Skip to content

Killer released after serving 30 years

An Alberta man who escaped from a maximum security prison in Edmonton while serving a life sentence for killing a teen has been granted full parole after serving 30 years.

EDMONTON — An Alberta man who escaped from a maximum security prison in Edmonton while serving a life sentence for killing a teen has been granted full parole after serving 30 years.

Allan Charles Pratt’s escape from the Edmonton Institution in 1981 led police on one of the largest manhunts in Canadian history before he was recaptured 40 days later in British Columbia.

Pratt, who had been on day parole for two years, appeared Thursday before a three-member National Parole Board panel.

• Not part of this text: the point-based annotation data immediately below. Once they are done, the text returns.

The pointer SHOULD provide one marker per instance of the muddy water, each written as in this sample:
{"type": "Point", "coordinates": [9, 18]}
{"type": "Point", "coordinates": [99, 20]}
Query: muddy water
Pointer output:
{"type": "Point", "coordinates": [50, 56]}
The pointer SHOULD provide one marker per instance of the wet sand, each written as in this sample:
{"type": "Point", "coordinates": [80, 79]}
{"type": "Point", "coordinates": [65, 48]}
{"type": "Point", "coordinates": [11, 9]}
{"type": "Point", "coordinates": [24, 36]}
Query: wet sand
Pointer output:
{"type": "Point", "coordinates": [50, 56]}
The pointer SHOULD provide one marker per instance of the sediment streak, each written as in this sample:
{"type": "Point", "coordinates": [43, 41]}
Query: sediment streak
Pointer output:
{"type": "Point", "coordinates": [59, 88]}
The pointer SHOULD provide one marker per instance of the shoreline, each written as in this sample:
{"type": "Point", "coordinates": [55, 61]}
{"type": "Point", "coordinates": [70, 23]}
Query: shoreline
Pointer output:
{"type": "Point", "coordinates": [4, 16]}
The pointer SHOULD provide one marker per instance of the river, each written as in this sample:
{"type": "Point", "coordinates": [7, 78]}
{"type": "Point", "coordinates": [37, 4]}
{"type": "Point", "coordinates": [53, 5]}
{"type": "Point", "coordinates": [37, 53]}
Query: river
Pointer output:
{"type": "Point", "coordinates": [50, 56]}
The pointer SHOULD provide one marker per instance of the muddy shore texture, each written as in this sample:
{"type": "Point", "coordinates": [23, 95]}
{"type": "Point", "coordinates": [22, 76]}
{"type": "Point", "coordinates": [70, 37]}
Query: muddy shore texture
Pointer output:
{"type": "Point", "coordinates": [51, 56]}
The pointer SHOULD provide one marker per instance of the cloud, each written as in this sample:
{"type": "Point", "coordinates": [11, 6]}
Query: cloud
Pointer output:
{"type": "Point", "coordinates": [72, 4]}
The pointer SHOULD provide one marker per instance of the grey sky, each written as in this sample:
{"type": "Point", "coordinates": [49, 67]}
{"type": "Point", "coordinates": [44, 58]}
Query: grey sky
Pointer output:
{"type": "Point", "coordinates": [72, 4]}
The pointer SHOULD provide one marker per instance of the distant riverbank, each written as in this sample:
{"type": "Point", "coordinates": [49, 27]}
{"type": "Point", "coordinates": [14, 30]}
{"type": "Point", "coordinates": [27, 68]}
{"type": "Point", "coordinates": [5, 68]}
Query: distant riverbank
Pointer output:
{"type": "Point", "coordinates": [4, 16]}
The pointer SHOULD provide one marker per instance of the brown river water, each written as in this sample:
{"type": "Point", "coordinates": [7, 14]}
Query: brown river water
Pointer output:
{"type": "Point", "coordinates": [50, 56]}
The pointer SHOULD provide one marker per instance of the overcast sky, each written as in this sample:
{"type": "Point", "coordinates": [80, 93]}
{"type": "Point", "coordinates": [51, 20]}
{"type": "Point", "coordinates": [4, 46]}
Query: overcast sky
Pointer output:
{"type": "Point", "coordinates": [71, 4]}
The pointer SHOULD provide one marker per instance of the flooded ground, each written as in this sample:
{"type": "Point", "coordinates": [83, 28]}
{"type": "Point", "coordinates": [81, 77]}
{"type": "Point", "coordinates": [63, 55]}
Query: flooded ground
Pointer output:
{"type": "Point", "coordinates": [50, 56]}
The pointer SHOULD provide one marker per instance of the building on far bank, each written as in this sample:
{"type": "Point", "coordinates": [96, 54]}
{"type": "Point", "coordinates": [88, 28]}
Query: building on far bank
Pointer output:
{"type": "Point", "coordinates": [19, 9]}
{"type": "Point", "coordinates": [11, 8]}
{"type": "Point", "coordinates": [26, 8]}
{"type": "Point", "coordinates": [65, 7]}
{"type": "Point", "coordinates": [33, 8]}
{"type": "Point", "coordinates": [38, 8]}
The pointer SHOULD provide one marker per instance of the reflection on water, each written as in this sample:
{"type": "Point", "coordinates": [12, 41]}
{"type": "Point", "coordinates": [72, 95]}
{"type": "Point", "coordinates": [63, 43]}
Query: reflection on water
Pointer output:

“After a rigorous assessment of risk, he was granted full parole,” said Darren Caul, spokesman for the parole board in Edmonton.

Pratt, 54, was convicted of second-degree murder after he and another man broke into an Edmonton home in 1979, killing an 18-year-old youth by slashing his throat and beating his mother unconscious with a liquor bottle.

Just nine months into his life sentence, Pratt disappeared from the prison gym using an escape plot that prison officials have never made public to prevent the same ploy from being repeated.

Caul says like all lifers on parole, Pratt will be supervised, bound by conditions and accountable to correctional officials.

“So what that means is that if at any time for the rest of his life, if correctional officials have any concern that his risk has elevated, then he may be brought back into custody immediately.”